Он показал на гору бумаг.

Бернардо покачал головой:

– Так почему ни мы, ни полицейские ответа в этих бумагах не нашли? – Он провел пальцем по ближайшей пачке. – Я не думаю, что вся эта писанина поможет нам поймать того гада.

Я улыбнулась ему:

– Ты просто заскучал.

Он посмотрел на меня слегка удивленно, потом засмеялся, закинув голову и широко раскрыв рот, будто завыл на луну.

– Ты меня еще недостаточно знаешь, чтобы так точно судить.

Искорки смеха еще дрожали в его карих глазах, и мне захотелось увидеть перед собой другую пару карих глаз. У меня вдруг заныла грудь от тоски по Ричарду. Я тут же стала просматривать бумаги, разложенные у меня на коленях, и потупила глаза. Если в них печаль, то ни к чему Бернардо ее видеть. Если же он заметит в них вспыхнувшее желание, то может неправильно понять меня.

– Ты заскучал, Бернардо? – спросил Эдуард.

Бернардо лениво повернулся, чтобы посмотреть на Эдуарда. И его обнаженная грудь оказалась прямо передо мной.

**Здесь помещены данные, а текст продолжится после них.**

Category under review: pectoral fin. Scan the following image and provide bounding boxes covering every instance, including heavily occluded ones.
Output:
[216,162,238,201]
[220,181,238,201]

– Ни женщин, ни телевизора, и убивать некого. Скука, скука, скука!

Я поймала себя на том, что пялюсь ему в грудь. Меня подмывало встать с кресла, рассыпав бумаги по полу, и языком провести по этой коже. Видение было таким сильным, что мне пришлось закрыть глаза. Такие чувства у меня возникали в присутствии Ричарда или Жан-Клода, но не при посторонних. И почему это Бернардо на меня так действует?

– Что с тобой?

Бернардо склонился надо мной так близко, что закрыл своим лицом мое поле зрения.

Я отстранилась, оттолкнув кресло, и встала. Кресло грохнулось на пол, бумаги разлетелись во все стороны.

– Ч-черт! – сказала я с чувством. И подняла кресло.

Бернардо наклонился собрать документы. Твердая линия изогнутой голой спины оказалась перед моими глазами. Я завороженно смотрела, как перекатываются мускулы у него под кожей.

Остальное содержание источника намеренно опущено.